Posté par Martin, le 27 juillet 2019

Le Festival du film de La Rochelle, qui a lieu chaque année fin juin début juillet, est l’occasion de découvrir des films inédits, avant-premières, rééditions, et surtout des hommages et des rétrospectives. Cette année, furent notamment à l’honneur les films muets du Suédois Victor Sjöström (1879-1960) et les dix premiers films de l’Américain Arthur Penn (1922-2010), un des pères du Nouvel Hollywood. Parmi les nouveautés, fut remarqué le très bel essai de Frank Beauvais, Ne Croyez surtout pas que je hurle, qui sortira le 25 septembre 2019. Ces cinéastes questionnent chacun à leur manière la place de l’individu dans la collectivité. Tour d’horizon en trois chapitres.

Chapitre 2 : Arthur Penn

Arthur Penn est un cinéaste à part. Ses films évoquent tous une part de l’Histoire américaine, mais selon un angle singulier, comme de biais. C’est sans doute ce qui fait qu’il lui faut tant lutter contre les studios qui ne comprennent définitivement rien à l’intellectuel qu’il est, avec sa sensibilité européenne et des thèmes ancrés dans le sol américain. Un western intimiste tourné avec des moyens télévisés : et cela donne son premier film Le Gaucher (1958) – pour lequel il souffre de ne pas avoir le final cut.
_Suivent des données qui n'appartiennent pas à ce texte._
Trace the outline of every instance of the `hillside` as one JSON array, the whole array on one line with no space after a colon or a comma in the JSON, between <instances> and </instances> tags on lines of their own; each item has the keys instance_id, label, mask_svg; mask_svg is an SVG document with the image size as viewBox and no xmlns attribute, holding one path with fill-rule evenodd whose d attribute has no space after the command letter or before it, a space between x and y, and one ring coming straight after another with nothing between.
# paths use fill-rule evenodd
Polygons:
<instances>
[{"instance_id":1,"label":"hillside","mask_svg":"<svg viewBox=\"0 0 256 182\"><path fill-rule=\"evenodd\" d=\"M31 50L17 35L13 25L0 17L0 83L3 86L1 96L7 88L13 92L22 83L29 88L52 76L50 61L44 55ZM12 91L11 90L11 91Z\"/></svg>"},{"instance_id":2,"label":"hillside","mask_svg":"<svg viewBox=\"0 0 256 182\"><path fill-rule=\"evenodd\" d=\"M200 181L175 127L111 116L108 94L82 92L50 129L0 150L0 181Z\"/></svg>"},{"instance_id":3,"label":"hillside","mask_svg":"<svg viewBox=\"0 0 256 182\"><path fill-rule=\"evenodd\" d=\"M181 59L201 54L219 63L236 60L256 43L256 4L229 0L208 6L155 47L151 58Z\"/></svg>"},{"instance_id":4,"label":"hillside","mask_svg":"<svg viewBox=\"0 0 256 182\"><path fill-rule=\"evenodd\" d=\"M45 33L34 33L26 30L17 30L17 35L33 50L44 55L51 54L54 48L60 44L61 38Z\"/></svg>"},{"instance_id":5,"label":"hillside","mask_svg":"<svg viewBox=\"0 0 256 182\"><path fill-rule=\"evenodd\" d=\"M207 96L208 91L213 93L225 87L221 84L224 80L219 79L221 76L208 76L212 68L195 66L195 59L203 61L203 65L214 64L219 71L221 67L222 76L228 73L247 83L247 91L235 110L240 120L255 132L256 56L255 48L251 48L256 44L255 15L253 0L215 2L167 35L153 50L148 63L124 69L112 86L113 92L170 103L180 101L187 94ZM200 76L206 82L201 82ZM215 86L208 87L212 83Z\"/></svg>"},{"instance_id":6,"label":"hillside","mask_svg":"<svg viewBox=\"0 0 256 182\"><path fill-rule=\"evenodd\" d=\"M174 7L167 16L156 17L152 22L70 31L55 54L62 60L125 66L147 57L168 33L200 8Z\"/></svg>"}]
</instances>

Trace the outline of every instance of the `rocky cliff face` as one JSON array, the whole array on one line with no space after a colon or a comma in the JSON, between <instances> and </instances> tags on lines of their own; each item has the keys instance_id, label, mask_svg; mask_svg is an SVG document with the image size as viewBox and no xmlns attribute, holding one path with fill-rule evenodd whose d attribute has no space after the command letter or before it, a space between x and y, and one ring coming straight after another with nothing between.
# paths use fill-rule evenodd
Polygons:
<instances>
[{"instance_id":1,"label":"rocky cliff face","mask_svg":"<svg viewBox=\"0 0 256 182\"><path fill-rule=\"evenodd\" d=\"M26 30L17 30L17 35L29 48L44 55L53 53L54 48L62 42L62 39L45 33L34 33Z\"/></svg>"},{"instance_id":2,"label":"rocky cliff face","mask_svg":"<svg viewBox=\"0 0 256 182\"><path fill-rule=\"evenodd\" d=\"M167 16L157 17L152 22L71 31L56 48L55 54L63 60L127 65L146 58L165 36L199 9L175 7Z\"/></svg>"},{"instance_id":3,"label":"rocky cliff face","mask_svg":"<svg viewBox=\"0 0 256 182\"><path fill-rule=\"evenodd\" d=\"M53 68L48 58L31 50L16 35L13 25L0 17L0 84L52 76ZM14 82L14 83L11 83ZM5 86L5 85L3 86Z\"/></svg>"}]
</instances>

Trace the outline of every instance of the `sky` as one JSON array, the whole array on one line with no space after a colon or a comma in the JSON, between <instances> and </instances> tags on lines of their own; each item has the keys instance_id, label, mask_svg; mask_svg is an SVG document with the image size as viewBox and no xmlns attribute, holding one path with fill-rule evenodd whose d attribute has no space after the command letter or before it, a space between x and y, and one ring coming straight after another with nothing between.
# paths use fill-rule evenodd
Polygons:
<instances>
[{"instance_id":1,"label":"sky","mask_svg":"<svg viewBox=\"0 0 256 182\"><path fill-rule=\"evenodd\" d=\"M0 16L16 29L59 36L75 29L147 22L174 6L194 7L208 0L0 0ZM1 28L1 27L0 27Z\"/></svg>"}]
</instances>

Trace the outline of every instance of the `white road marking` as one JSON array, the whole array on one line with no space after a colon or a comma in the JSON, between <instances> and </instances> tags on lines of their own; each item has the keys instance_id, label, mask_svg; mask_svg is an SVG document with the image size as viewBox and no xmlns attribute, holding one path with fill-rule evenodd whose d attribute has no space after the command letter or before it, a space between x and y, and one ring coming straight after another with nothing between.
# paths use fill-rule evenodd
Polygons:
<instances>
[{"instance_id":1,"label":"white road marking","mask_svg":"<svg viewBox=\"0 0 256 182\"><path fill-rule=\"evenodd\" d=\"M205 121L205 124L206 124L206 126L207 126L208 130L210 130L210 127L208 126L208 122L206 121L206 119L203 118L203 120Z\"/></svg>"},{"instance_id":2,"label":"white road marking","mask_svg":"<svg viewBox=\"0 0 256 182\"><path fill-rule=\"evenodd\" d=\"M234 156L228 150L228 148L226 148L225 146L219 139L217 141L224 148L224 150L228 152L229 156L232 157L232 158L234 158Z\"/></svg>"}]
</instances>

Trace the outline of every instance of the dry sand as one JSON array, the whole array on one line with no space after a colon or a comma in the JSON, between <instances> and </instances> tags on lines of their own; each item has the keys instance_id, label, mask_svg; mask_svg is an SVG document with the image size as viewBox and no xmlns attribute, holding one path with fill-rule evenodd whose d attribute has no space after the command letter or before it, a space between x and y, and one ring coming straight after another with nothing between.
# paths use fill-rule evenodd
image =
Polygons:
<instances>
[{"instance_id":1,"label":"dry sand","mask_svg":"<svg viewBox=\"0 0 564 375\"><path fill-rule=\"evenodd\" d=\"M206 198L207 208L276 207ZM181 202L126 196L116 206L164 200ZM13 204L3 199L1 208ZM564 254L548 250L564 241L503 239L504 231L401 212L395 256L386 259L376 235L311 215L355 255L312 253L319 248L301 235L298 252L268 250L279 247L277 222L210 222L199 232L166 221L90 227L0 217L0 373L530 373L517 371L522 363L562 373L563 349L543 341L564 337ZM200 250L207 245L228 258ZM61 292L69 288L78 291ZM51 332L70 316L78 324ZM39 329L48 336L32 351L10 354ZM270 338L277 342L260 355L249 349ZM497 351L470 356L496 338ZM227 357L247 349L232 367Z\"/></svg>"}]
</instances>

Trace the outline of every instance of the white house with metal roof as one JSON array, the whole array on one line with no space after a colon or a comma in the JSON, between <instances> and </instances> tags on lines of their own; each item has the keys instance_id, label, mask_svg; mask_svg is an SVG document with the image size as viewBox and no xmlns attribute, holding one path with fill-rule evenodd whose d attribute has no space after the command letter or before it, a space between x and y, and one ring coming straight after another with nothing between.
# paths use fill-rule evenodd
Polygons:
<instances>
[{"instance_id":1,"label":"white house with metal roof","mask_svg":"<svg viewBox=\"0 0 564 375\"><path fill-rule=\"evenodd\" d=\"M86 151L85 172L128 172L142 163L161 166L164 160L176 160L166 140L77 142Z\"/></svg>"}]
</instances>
Un film déconstruit, sous l’influence de Godard sur un comédien de stand up : c’est le libre et singulier Mickey One (1965). Ni l’audacieux scénario de Bonnie and Clyde (1967) ni le film fini ne séduiront la Warner – le film deviendra pourtant un immense succès.

Dès ses débuts, Arthur Penn dérange. A y regarder de plus près, les questions même de son cinéma – qu’est-ce qu’appartenir à un groupe ? la loi est-elle toujours bonne ? – l’éloignent de la philosophie manichéenne américaine alors même qu’il en utilise les codes – le shérif ou policier face aux escrocs, la mafia face au renégat… Chez Penn, il n’y a plus ni Bien ni Mal, mais des foules idiotes, des soldats arrogants et stupides, des politiciens corrompus et les autres, des déclassés, perdus, trahis, tués. Si ce regard pessimiste correspond bien à un nouveau cinéma en train d’éclore (Le Parrain date de 1972, Taxi Driver de 1976), Penn est de quelques années en avance sur les autres cinéastes du Nouvel Hollywood.
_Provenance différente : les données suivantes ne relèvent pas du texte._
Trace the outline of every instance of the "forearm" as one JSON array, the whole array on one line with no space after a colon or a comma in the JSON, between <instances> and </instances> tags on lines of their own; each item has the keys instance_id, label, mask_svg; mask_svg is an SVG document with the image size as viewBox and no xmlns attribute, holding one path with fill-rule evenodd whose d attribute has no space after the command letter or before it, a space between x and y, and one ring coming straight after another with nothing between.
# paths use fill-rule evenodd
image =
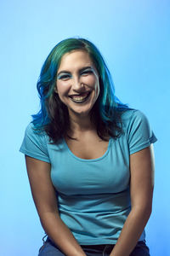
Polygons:
<instances>
[{"instance_id":1,"label":"forearm","mask_svg":"<svg viewBox=\"0 0 170 256\"><path fill-rule=\"evenodd\" d=\"M149 209L133 209L110 256L129 256L150 218Z\"/></svg>"},{"instance_id":2,"label":"forearm","mask_svg":"<svg viewBox=\"0 0 170 256\"><path fill-rule=\"evenodd\" d=\"M85 256L74 236L58 214L46 212L40 216L47 235L66 256Z\"/></svg>"}]
</instances>

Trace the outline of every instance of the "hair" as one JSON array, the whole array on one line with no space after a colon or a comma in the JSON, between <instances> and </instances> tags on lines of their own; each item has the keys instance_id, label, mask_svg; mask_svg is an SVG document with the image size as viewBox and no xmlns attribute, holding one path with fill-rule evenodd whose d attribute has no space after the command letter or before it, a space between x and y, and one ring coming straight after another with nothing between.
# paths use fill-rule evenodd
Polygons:
<instances>
[{"instance_id":1,"label":"hair","mask_svg":"<svg viewBox=\"0 0 170 256\"><path fill-rule=\"evenodd\" d=\"M35 130L46 131L52 144L68 136L70 129L67 107L54 91L57 72L62 56L78 49L88 54L99 74L100 91L90 113L98 136L103 140L108 140L109 137L116 139L122 132L121 115L128 107L115 96L114 84L104 58L90 41L71 38L62 40L51 50L42 65L37 84L41 109L37 114L31 115L31 122Z\"/></svg>"}]
</instances>

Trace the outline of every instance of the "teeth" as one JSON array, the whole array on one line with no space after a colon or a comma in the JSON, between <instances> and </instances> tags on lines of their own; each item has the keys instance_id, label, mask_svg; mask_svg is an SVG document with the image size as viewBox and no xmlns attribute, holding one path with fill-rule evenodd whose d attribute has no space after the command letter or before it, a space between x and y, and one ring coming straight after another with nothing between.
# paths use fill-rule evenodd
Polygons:
<instances>
[{"instance_id":1,"label":"teeth","mask_svg":"<svg viewBox=\"0 0 170 256\"><path fill-rule=\"evenodd\" d=\"M74 101L82 101L83 99L85 99L87 97L87 96L72 96L71 98L74 100Z\"/></svg>"},{"instance_id":2,"label":"teeth","mask_svg":"<svg viewBox=\"0 0 170 256\"><path fill-rule=\"evenodd\" d=\"M71 98L74 101L74 102L82 102L84 101L88 96L89 93L85 94L83 96L71 96Z\"/></svg>"}]
</instances>

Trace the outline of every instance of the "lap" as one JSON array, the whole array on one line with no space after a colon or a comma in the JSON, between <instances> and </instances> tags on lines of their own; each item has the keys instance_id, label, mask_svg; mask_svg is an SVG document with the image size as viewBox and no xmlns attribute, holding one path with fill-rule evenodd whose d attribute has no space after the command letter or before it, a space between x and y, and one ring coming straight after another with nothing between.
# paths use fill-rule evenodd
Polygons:
<instances>
[{"instance_id":1,"label":"lap","mask_svg":"<svg viewBox=\"0 0 170 256\"><path fill-rule=\"evenodd\" d=\"M104 245L100 247L87 247L82 245L82 248L87 256L109 256L112 251L114 245ZM139 241L129 256L150 256L149 248L144 241ZM65 256L65 254L55 246L49 239L44 242L39 249L38 256Z\"/></svg>"}]
</instances>

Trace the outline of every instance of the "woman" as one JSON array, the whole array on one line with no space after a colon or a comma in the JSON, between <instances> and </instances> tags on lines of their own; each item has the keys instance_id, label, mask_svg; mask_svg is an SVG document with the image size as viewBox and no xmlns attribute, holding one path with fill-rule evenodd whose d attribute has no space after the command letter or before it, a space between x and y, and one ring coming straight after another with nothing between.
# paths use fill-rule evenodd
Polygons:
<instances>
[{"instance_id":1,"label":"woman","mask_svg":"<svg viewBox=\"0 0 170 256\"><path fill-rule=\"evenodd\" d=\"M115 96L104 59L83 38L52 49L37 90L41 110L20 151L48 236L39 256L150 255L156 138L144 114Z\"/></svg>"}]
</instances>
Une des caractéristiques de ce cinéma, c’est le regard frontal sur la violence. Penn commence à faire du cinéma en pleine guerre du Vietnam, et s’il ne l’aborde pas de front, ses films sont généreux en morts sanglantes. Cette guerre a une image, et même des images : pour la première fois, la violence s’invite dans les foyers américains par le biais de l’écran de télévision. Difficile dès lors de se reconnaître dans un groupe dominant qui se constitue sur le chaos et la mort. Les personnages de Penn sont des individualistes, moins par volonté qu’en réponse à une société qui les rejette. Quelque chose en eux les empêche de faire partie du monde, comme une tache qu’ils portent à la naissance. C’est le cas du Billy le Kid du Gaucher, précédé de sa légende : dès l’enfance, il aurait tué. C’est le cas de Helen Keller, la fillette aveugle et sourde, de Miracle en Alabama (1962). Penn fait de ces personnages, qui ont existé, des héros modernes : luttant pour communiquer, pour trouver une place dans une société qui ne sait pas quoi faire d’eux. Si l’institutrice de Helen lutte avec elle, pour elle, Billy perd très vite le père protecteur qui lui apprend à lire et veut faire de lui un homme, c’est-à-dire un être social. Mais être socialement, sans père ni repère, qu’est-ce que c’est ?

Poursuivis par la foule


Billy le Kid n’est pas antipathique, mais il est du mauvais côté. Penn arrive à nous faire aimer des personnages de voleurs, de tueurs, et dont la principale caractéristique est d’être recherchés, voire objets d’une chasse à l’homme – ce sera encore le cas avec Bonnie and Clyde (1967). La tête de Billy est mise à prix. Mickey One est poursuivi par des truands, menace sourde et invisible, intériorisée par le personnage incapable de vivre autrement que dans la fuite.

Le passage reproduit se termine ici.